- Interactive map of the Knockshannoch Lodge area

General information
- Location: Kirkton of Glenisla, Angus, Scotland
- Coordinates: 56°43′22″N 3°15′16″W﻿ / ﻿56.72265894°N 3.25433314°W
- Completed: c. 1888 (138 years ago)
- Owner: Jim and Susan Muir

Design and construction
- Architect: William Starkey

= Knockshannoch Lodge =

Building in Scotland

Knockshannoch Lodge is a Category B listed building in the Scottish village of Glenisla, Angus, built around 1888. It is a small, single-storey cottage, notable for its circular form. The main house consists of two circular buildings, made to look separate but connected by a short corridor. One or both buildings formerly had a thatched roof.
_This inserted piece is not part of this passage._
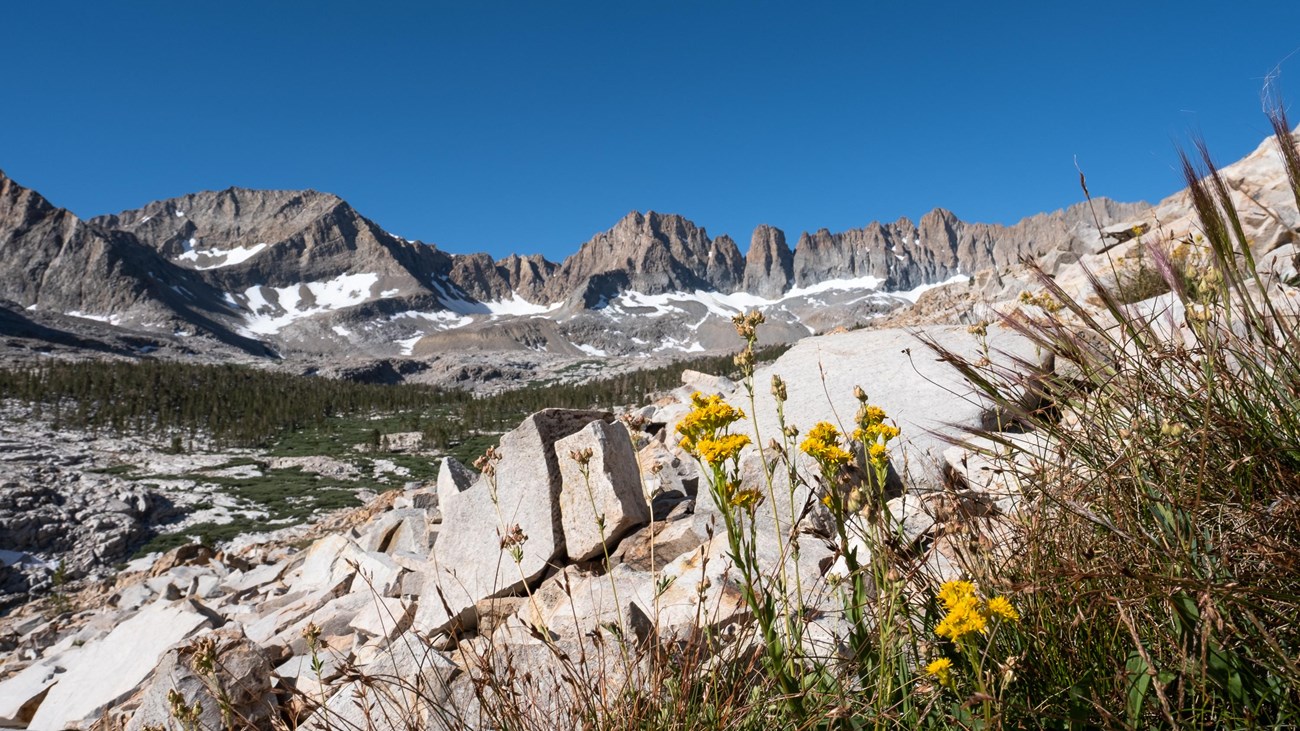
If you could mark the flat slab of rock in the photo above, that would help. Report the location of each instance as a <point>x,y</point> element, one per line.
<point>602,500</point>
<point>518,505</point>
<point>109,670</point>
<point>927,398</point>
The ceilings in both buildings are vaulted but have had false ceilings installed to improve heating efficiency.

The building's architect was engineer William Starkey, who later became a soldier and was killed on the Western Front in 1914.

The building was a youth hostel in the first half of the 20th century, and it has also been a convalescent home, accommodation for forestry workers and an outdoor pursuits centre.
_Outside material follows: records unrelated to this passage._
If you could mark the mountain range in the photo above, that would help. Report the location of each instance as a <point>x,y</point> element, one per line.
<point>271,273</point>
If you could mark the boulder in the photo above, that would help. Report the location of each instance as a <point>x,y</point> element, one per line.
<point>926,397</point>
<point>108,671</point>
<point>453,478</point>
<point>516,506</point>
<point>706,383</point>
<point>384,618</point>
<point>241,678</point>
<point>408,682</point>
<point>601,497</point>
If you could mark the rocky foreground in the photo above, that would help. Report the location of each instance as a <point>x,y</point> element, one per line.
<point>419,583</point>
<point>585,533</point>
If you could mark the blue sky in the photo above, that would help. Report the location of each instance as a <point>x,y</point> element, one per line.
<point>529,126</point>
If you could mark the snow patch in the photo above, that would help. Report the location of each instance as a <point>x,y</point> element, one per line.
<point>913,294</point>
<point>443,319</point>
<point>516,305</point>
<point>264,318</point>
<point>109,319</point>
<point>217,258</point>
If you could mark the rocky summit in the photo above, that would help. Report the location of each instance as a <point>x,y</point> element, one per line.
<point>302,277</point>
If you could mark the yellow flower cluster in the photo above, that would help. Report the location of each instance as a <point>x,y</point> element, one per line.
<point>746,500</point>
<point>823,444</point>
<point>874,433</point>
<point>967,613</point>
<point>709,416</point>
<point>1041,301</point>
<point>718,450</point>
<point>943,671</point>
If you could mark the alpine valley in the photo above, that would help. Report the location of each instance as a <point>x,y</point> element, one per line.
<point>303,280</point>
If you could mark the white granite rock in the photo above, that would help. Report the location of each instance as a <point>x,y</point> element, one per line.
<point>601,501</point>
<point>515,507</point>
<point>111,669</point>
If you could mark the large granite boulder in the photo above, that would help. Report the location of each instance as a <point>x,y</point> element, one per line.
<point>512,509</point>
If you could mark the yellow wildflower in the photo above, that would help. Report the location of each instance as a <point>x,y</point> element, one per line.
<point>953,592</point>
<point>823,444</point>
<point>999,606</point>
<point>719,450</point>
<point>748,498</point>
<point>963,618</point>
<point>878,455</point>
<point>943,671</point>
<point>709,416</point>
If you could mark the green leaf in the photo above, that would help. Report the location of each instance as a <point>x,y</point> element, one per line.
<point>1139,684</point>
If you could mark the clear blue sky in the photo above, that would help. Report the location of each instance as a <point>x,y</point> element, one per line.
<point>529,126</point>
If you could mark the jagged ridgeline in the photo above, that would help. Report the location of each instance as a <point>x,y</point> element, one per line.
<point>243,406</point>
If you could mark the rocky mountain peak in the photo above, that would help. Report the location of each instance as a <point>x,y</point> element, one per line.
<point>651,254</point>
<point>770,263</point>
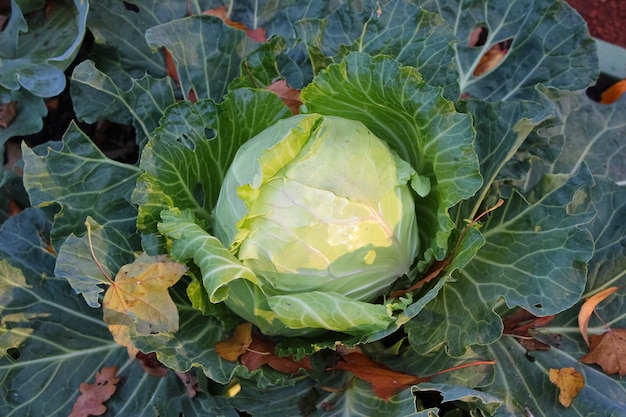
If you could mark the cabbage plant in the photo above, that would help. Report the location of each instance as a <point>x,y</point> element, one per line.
<point>378,208</point>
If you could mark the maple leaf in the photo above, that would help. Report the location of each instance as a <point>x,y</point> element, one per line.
<point>91,400</point>
<point>609,351</point>
<point>289,96</point>
<point>385,382</point>
<point>588,308</point>
<point>521,324</point>
<point>233,347</point>
<point>569,381</point>
<point>263,352</point>
<point>139,297</point>
<point>613,93</point>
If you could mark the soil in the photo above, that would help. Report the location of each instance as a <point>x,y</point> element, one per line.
<point>606,19</point>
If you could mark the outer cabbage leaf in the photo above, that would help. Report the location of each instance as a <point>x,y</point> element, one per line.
<point>76,175</point>
<point>51,341</point>
<point>38,66</point>
<point>550,46</point>
<point>535,257</point>
<point>422,127</point>
<point>186,159</point>
<point>400,29</point>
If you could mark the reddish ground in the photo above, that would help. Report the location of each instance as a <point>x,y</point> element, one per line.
<point>606,19</point>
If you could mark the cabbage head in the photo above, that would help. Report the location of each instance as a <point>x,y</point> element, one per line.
<point>317,206</point>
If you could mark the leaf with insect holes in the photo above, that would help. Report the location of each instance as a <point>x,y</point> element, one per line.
<point>609,351</point>
<point>92,396</point>
<point>588,307</point>
<point>569,381</point>
<point>138,297</point>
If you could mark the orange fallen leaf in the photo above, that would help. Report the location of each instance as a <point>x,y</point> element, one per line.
<point>385,382</point>
<point>569,381</point>
<point>258,35</point>
<point>91,400</point>
<point>7,113</point>
<point>289,96</point>
<point>190,381</point>
<point>263,352</point>
<point>613,93</point>
<point>231,349</point>
<point>609,351</point>
<point>139,297</point>
<point>587,309</point>
<point>490,59</point>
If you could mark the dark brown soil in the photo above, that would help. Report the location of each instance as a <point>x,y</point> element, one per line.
<point>606,19</point>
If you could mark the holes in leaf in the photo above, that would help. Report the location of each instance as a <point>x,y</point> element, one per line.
<point>14,354</point>
<point>494,55</point>
<point>131,6</point>
<point>198,194</point>
<point>209,133</point>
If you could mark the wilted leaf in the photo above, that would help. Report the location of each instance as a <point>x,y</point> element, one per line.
<point>7,113</point>
<point>258,35</point>
<point>613,93</point>
<point>190,381</point>
<point>521,324</point>
<point>139,297</point>
<point>263,352</point>
<point>385,382</point>
<point>609,351</point>
<point>233,347</point>
<point>588,307</point>
<point>569,381</point>
<point>289,96</point>
<point>92,396</point>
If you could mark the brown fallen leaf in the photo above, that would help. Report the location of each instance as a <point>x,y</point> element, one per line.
<point>289,96</point>
<point>609,351</point>
<point>521,325</point>
<point>613,93</point>
<point>490,59</point>
<point>258,35</point>
<point>7,113</point>
<point>190,381</point>
<point>263,352</point>
<point>139,297</point>
<point>231,349</point>
<point>587,309</point>
<point>385,382</point>
<point>91,400</point>
<point>569,381</point>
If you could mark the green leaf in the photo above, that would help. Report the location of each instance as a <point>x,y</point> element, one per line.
<point>427,131</point>
<point>97,96</point>
<point>38,66</point>
<point>551,46</point>
<point>186,159</point>
<point>535,257</point>
<point>467,397</point>
<point>198,43</point>
<point>75,262</point>
<point>601,395</point>
<point>400,29</point>
<point>332,311</point>
<point>75,175</point>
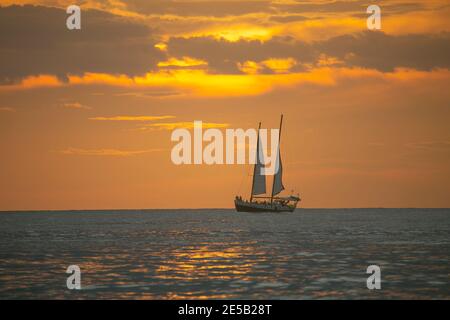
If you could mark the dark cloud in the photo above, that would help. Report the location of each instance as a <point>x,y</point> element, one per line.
<point>216,8</point>
<point>35,40</point>
<point>368,50</point>
<point>385,52</point>
<point>223,56</point>
<point>288,18</point>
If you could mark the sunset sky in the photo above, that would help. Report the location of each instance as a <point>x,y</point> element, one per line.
<point>86,115</point>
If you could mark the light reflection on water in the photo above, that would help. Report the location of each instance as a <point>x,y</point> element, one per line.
<point>220,254</point>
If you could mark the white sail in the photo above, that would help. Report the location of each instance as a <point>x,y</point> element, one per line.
<point>277,178</point>
<point>259,179</point>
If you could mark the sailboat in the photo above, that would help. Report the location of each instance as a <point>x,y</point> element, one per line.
<point>258,202</point>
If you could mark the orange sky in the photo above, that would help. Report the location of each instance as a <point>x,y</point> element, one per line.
<point>86,116</point>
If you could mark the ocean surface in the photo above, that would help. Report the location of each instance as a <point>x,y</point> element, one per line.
<point>221,254</point>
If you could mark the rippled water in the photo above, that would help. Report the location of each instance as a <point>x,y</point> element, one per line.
<point>152,254</point>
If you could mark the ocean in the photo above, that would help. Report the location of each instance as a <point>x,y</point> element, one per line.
<point>222,254</point>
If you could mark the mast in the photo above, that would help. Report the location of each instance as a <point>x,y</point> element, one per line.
<point>278,156</point>
<point>256,163</point>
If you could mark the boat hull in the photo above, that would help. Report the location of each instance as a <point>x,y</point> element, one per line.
<point>245,206</point>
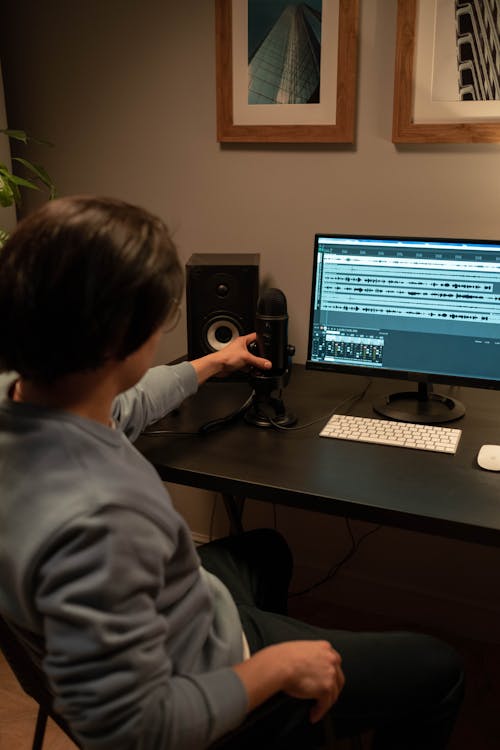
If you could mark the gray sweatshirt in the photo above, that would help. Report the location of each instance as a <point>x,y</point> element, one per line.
<point>99,572</point>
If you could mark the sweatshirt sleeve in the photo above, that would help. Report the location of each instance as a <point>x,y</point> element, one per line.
<point>107,655</point>
<point>161,390</point>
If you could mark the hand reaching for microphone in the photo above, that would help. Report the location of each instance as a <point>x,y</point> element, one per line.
<point>302,669</point>
<point>234,356</point>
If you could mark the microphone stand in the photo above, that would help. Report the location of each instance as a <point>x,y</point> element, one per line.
<point>267,407</point>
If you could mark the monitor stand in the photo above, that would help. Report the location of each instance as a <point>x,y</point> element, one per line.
<point>422,406</point>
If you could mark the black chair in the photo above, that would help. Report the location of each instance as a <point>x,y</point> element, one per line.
<point>34,683</point>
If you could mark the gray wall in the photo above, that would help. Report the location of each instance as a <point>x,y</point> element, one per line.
<point>126,91</point>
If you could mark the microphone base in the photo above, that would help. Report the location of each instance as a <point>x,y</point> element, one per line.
<point>266,409</point>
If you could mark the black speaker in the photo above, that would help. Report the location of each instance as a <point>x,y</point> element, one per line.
<point>221,299</point>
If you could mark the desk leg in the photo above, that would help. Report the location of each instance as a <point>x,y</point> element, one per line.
<point>234,508</point>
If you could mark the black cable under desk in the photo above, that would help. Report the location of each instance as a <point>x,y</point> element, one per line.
<point>436,493</point>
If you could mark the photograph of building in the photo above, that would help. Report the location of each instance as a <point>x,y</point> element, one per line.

Originally part of 17,000 acres, much of the land was sold to the Forestry Commission.

==Old Generator Cottage==
A few yards away stands the Old Generator Cottage. Another roundhouse, also Category B listed, this one much smaller and, as of 2021, derelict. It had planning permission in place to be converted into a home for use as a holiday let or guest accommodation.

The properties were put on the market in 2021 with an asking price of £535,000.